Stella Artois' Production Successfully Goes Local in the US
AB InBev moved production of Stella Artois to the US in 2021. So far, both consumer perception and sales volumes have held up well – and the company has just announced plans for increased investments and a new marketing campaign to support “huge ambitions” for the brand. The Stella Artois experience suggests that a greater number of imports could be brewed locally in the future, though this will be far from a universal shift.
Another Day, Another Argument for Nearshoring
Historically, premium beer in the US has been synonymous with imports, but more recently, domestically produced craft beer has taken over the highest end of the market. It can no longer be taken for granted that consumers will always view imports as premium. At the same time, the supply chain equation has clearly changed. There are higher freight costs and greater risks to importing.
Foreign Brands Are Core to Premiumization, but Costs Are Getting Tough To Manage
Globally, the premiumization trend has been led by the growth of foreign beers. Around 60% of worldwide superpremium beer volumes today are nondomestic brands. These beers are either imported or brewed locally (licensed to a fully owned subsidiary or a third party).
But the costs of foreign beers are usually high. Imported beer faces import duties and travels long distances, while licensed beers frequently encounter diseconomies of scale or profit-sharing arrangements with external licensors. However, revenues per hectoliter are also high, as consumers see the product as aspirational. As a result, many foreign beers have attractive margins.
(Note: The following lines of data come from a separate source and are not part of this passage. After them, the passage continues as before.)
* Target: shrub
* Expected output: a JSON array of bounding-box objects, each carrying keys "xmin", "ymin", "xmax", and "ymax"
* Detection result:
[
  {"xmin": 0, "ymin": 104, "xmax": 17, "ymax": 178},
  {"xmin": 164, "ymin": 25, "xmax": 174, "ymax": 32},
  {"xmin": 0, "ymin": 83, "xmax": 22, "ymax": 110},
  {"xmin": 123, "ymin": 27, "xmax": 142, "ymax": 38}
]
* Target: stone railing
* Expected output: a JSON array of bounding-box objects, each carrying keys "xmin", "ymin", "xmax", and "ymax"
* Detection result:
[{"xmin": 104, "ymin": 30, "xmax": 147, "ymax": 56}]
As costs are increasing, margins are coming under pressure, and the attractiveness of imported beer in the US is changing. Beer coming from Europe, which makes up 20% of US beer imports, has been particularly hard hit, as European imports are facing high container rates on the Europe-North America route, high fuel costs for road transport, and high packaging costs. Around 60% of US beer imports arrive in glass bottles, and furnaces in Europe pay high natural gas prices due to Russia’s invasion of Ukraine. In this context, moving production from Europe to the US – as AB InBev did with Stella – has obvious advantages.
Though Changing Business Models Could Reduce Costs, It Jeopardizes the Premium Positioning of Foreign Beer
One reason brewers have been reluctant to brew imported beer locally in the US is concern over the impact on brand perception. There was considerable backlash against the Beck’s brand when consumers learned the German brand was being brewed in the US. Likewise, large brewers’ earliest acquisitions of craft beer brands were met with consumer uproar on social media, though more recent deals seem to be met with a yawn.
Nevertheless, AB InBev decided in May 2021 to change its business model for Stella Artois in the US and moved to local production. In contrast to the earlier change with Beck’s, this initiative was well communicated, highlighting the Belgian recipe, sustainability, and US employment aspects.
We cannot find any evidence that the US consumer views Stella any differently today (see Figure 2). Over the past 12 months, its sales performance has been the same as that of competing brand Heineken. Neither the price trend nor the volume trend of either brand has differed much, and the premium positioning of Stella seems not to have changed.
Similarly, a quick look at Google Trends implies no notable shifts in consumer curiosity. In the case of Stella Artois, the consumer appears fairly indifferent to (or uninformed of) the shift to production in the US.
Local Production Can Increase Profitability, but This Is Not Always the Case
We believe the profitability of locally brewed Stella Artois is higher than imports from Belgium, though we do not have the hard data behind this. By brewing at several US locations, AB InBev can save on both ocean and road transport. Brewers without a strong US network can’t do this in-house but could partner with a local brewer, albeit not for free. It is worth noting that brands like Heineken and Guinness also have significant production efficiencies in their home breweries that would be undermined if some volumes were shifted to breweries in other countries.
The biggest change when transitioning to local production is the reduction in risk. There are no import duties, trade conflicts, or logistical issues when brewing near the consumer. The currency match between revenues and costs helps de-risk finances. And by reducing greenhouse gas emissions, a backlash from consumers or environmental agencies is also less likely.
Does the Future Hold More Local Production?
Increasingly, breweries are moving toward local production of their imported brands. In the US, Sapporo Breweries acquired Stone Brewing and plans to move Japanese imports onshore. Damm made a similar move in the UK, as did Carlsberg in Canada. AB InBev now brews the Mexican brand Corona in China, the UK, and Canada.
It is therefore tempting to think that Mexican imports (by far the largest import segment) could soon be brewed locally in the US, but there are some things to consider. Neither Heineken nor Constellation Brands has the footprint of AB InBev in the country, and a Mexican brand's connection to Mexican production might be more powerful for US consumers than Stella’s Belgium connection.
As brewers become more international and establish strong positions in markets with domestic brands, it becomes easier to introduce foreign brands they have in their portfolio. However, ‘fresh’ and ‘local’ remain powerful signifiers of quality – just as ‘imported’ is losing some of its premium status when compared to craft beer. If foreign beers are going to be brewed locally, there will be synergies in distribution and potentially in the brewing process.